Several plan sponsors expressed particular concern with increased employee turnover and the increasing prevalence of defined contribution retirement plans. In particular, they worried that workers are far too tempted to cash out retirement savings each time they leave an employer. Some also lamented the decline of defined benefit retirement plans and expressed concern that some participants still are not prepared to successfully navigate defined contribution plans—particularly in terms of investment selection and monitoring.

The top challenges faced by plan sponsors in the survey were administrative complexity, designing effective employee communications, and balancing the needs of large, diverse work forces. Frustration with regulatory complexity was expressed repeatedly by survey participants. One participant even suggested that tax preferences for employee benefits be eliminated—observing that without the tax preferences, there wouldn’t be “so many rules to get in the way!”

However, asked what would happen if the favorable tax rules for employer provided retirement and health coverage were repealed, survey respondents overall predicted that employers would drop both types of benefits, and, for those employers that retained plans, that fewer employees would participate. Some expressed concern that employers would drop plans without a corresponding increase in cash wages—leading to decreased retirement savings.

Asked what one thing they would change about retirement plans or regulations, respondents cited nondiscrimination requirements and better education, advice and modeling tools that would enable participants to understand the long-term implications of savings decisions.

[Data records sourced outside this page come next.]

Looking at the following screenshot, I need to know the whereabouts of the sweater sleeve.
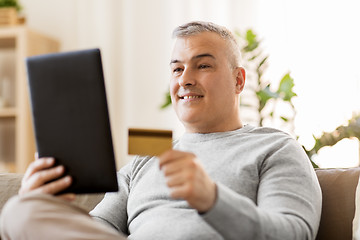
[202,139,321,239]
[90,163,131,235]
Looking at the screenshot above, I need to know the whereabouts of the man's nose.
[179,69,196,87]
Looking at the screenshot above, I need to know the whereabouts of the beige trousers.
[0,194,125,240]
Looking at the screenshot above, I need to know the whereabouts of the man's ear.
[235,67,245,94]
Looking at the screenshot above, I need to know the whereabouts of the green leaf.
[277,73,297,102]
[280,116,289,122]
[256,84,279,110]
[243,29,260,52]
[160,92,171,109]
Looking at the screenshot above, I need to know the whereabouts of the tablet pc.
[26,49,118,193]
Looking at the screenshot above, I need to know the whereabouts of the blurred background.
[0,0,360,171]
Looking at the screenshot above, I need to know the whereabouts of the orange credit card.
[128,128,172,156]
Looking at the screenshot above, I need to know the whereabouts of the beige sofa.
[0,168,360,240]
[0,173,104,240]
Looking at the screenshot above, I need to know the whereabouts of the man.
[2,22,321,239]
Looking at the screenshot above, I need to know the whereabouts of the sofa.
[0,167,360,240]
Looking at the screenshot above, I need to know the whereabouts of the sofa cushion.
[0,173,104,216]
[316,167,360,240]
[0,173,22,214]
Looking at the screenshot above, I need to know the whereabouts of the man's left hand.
[159,150,216,213]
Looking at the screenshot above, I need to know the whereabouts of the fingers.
[23,158,55,182]
[36,176,72,194]
[159,150,216,212]
[57,193,76,202]
[27,166,65,190]
[19,154,72,199]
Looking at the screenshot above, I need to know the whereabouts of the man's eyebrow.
[170,53,216,64]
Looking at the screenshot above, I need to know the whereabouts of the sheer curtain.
[22,0,360,166]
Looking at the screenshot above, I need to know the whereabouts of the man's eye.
[173,68,182,73]
[199,64,210,69]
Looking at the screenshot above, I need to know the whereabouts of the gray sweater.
[90,125,321,240]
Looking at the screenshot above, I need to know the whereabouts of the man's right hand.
[19,154,75,201]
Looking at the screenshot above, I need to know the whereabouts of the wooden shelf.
[0,25,60,173]
[0,107,16,118]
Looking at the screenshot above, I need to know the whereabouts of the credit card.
[128,128,172,156]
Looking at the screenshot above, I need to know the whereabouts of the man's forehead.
[171,32,224,62]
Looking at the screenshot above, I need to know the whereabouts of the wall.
[16,0,360,168]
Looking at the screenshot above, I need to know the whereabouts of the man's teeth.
[183,96,201,99]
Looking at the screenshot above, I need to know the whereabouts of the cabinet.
[0,26,59,173]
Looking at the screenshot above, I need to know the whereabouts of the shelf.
[0,107,16,118]
[0,25,59,173]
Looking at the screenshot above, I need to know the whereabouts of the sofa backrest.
[316,167,360,240]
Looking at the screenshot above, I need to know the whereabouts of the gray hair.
[173,21,241,67]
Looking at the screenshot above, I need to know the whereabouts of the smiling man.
[2,22,321,239]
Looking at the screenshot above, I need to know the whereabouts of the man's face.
[170,32,244,133]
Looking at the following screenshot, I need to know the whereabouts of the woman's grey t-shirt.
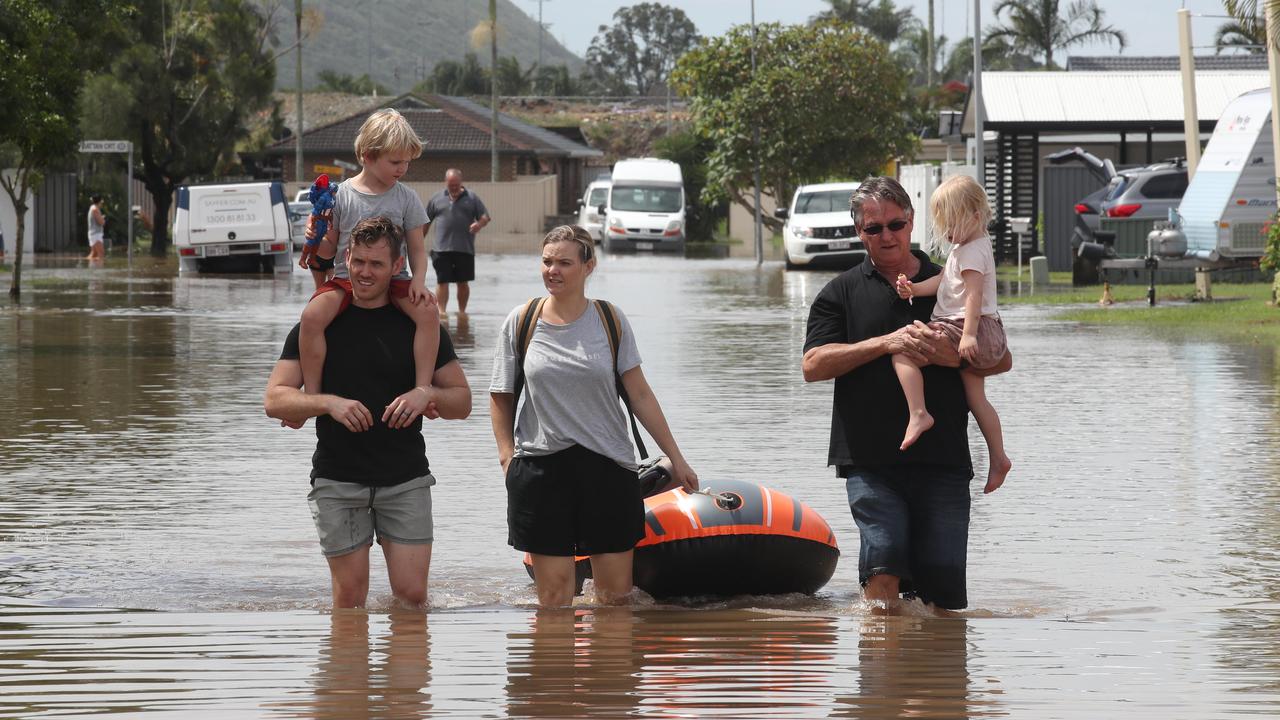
[489,304,640,470]
[333,181,426,279]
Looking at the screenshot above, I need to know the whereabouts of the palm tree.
[987,0,1128,69]
[1213,0,1280,53]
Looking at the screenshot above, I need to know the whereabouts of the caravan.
[1178,88,1276,261]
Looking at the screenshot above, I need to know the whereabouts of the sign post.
[81,140,135,265]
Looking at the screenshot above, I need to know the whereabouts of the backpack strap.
[594,300,649,460]
[512,297,547,399]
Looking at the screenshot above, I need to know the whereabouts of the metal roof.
[963,70,1268,135]
[1066,53,1267,73]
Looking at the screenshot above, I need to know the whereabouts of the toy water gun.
[298,176,338,269]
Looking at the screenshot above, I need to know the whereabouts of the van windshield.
[796,190,854,215]
[609,184,682,213]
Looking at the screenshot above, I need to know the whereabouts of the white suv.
[773,182,867,269]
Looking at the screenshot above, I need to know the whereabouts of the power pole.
[489,0,498,182]
[751,0,764,265]
[293,0,303,184]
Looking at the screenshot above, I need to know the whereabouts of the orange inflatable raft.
[525,461,840,598]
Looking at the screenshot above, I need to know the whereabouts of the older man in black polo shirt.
[803,177,1012,610]
[426,168,489,315]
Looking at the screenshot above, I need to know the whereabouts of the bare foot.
[982,452,1014,493]
[899,410,933,450]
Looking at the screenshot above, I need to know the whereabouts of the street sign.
[81,140,133,152]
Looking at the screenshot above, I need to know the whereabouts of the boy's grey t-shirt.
[489,298,640,470]
[333,181,426,279]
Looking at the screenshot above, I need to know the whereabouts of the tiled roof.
[266,95,600,158]
[1066,54,1267,73]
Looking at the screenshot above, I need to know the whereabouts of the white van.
[604,158,685,252]
[173,182,293,273]
[577,179,613,242]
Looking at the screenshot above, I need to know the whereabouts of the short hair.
[849,176,915,229]
[356,108,422,163]
[929,176,992,243]
[351,215,404,263]
[543,225,595,263]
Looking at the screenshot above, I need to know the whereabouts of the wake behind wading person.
[264,218,471,607]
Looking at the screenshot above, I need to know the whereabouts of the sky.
[529,0,1249,56]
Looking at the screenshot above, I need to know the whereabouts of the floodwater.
[0,244,1280,719]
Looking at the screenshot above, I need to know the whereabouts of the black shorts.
[507,445,644,556]
[431,250,476,284]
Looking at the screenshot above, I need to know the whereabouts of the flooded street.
[0,252,1280,719]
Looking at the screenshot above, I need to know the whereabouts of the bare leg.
[458,283,471,313]
[591,550,635,605]
[393,292,440,387]
[960,373,1014,492]
[298,290,343,393]
[893,355,933,450]
[435,283,449,315]
[530,553,573,607]
[329,547,369,609]
[381,541,431,609]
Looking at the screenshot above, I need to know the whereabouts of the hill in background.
[275,0,584,94]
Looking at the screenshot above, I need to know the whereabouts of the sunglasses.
[861,220,906,234]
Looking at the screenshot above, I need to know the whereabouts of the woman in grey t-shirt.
[489,225,698,607]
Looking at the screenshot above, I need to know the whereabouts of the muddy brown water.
[0,252,1280,717]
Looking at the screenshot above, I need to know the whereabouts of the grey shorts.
[307,474,435,557]
[929,315,1009,370]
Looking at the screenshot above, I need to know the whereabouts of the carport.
[963,70,1268,270]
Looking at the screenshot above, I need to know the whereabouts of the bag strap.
[595,300,649,460]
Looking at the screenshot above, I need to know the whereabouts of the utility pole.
[751,0,764,266]
[1178,8,1198,181]
[970,0,987,181]
[924,0,937,87]
[293,0,303,184]
[489,0,498,182]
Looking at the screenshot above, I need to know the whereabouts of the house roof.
[1066,53,1267,73]
[963,70,1268,135]
[266,95,603,158]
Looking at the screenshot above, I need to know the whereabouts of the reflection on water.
[0,250,1280,717]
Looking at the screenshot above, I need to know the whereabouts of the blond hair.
[543,225,595,263]
[929,176,991,247]
[356,108,422,164]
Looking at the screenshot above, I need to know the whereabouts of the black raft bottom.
[635,534,840,598]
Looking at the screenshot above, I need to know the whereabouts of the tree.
[86,0,275,256]
[586,3,700,96]
[814,0,920,45]
[0,0,124,297]
[316,70,392,95]
[970,0,1128,70]
[672,23,915,229]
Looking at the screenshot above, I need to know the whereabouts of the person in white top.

Some plan sponsors wished for a reinvigorated defined benefit pension system, and some wished for an end to lump-sum distributions from retirement plans, as well as retirement and health coverage offerings designed and sponsored by the federal government—as opposed to our employer-based system that exists today.

Also on the wish list for improvements to defined contribution plans was the ability to buy chunks of an annuity as an investment choice.

Plan sponsors expressed concern about retirement readiness and its impact on managing a workforce, with one survey respondent saying, “Folks who do not save enough and cannot afford to retire [make it] hard to manage employee attrition. ERISA needs to be better in getting people to transition into retirement.”

Buck Consultants fielded the survey in August and September 2014, among approximately 40 plan sponsors.